We typically date the Civil Rights Movement between the Supreme Court’s 1954 decision on Brown v. Board of Education and the assassination of Martin Luther King and resulting riots in American cities in 1968. However, historians such as Jacqueline Dowd Hall have long questioned this chronological bookending. The religious and political syncretism which formed the broad basis of the Civil Rights Movement was reflected within the Temple’s own structures and aims. I don’t suggest Jim Jones was a Civil Rights hero – even though his struggles to integrate Indianapolis’ public facilities and institutions are well-documented, and the entire foundation of Peoples Temple was based on the radical notion of racial equality – but I do believe that collectively the Temple was an active participant within the Movement, and as such historians are doing themselves a disservice by not appropriately including them as such.

The Temple offers historians such a wealth of study precisely because of its syncretic nature. It was not an exclusively political movement, even in Guyana; and it was not an exclusively religious movement, even in Indianapolis. Throughout its lifetime, the Temple organisation blended religious, social, political, economic, and emotional rhetoric into a unifying discourse of Black, socialist resistance. The commitments made by Temple members – in time, money, effort, and more – reflect a genuine belief in the cause. That cause was one that many of us share today: a commitment to racial equality and economic and judicial fairness. Whilst we should be careful not to overemphasise the Temple’s ideological line and underemphasise the private or personal commitments of its members, the fact remains that through their active participation Temple members collectively constructed a unique and attractive blend of religion, politics, and practicality that appealed to Americans from across the country, and across lines of colour.

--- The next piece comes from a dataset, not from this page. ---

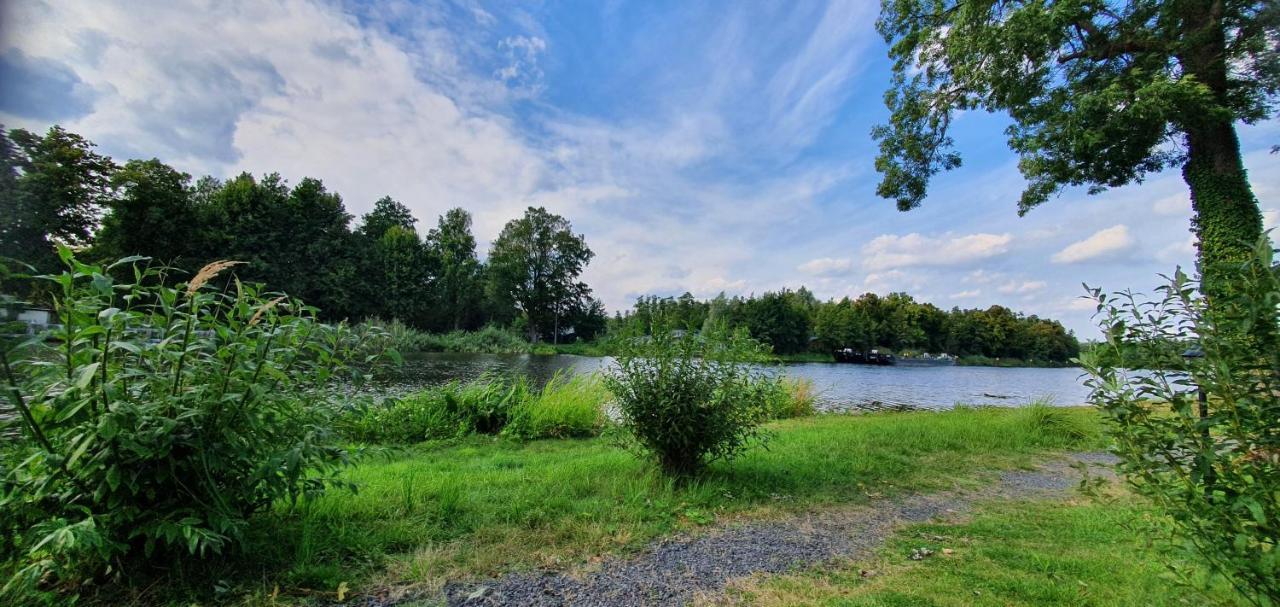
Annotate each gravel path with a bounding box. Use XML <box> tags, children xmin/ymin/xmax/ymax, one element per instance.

I would like to see more study of Peoples Temple across the academic world, and from my own discipline of History in particular. The history of this group has so much to offer for our understandings of modern America, far beyond the field of new religious movement scholarship (of which it will always remain a vital case study). As a culturally and demographically Black organisation, future analyses of Peoples Temple have the opportunity to tell a story broader than the group’s radical end has typically limited it to. As a social movement, political organisation, economic cooperative, and new religious movement, the fruits of Temple study are borne from many trees. We might find even more value in studying how these factors – political, social, religious, and economic – were syncretised into a heterogenous and malleable worldview which appealed to full-time members and part-time attendees alike.

Above all, then, Peoples Temple was a product of its time. It participated as an actor in pushing for Civil Rights, often at the local or regional level. It perceived of itself as a domestic actor in the Cold War, championing the merits of socialism in the face of the evils of capitalism which surrounded it. Although many would consider the Temple abnormal, in several ways it reflected the wider normative trends of the society from which it was drawn.

How might we enrich our understanding of the Civil Rights Movement and America’s domestic Cold War by considering Peoples Temple as a normative participant in these discourses and conflicts? How are we to rectify the Temple’s tragic end with the noble causes it originally championed? It can be said that not everything about Peoples Temple was normal, but there was a lot more that was normal than wasn’t.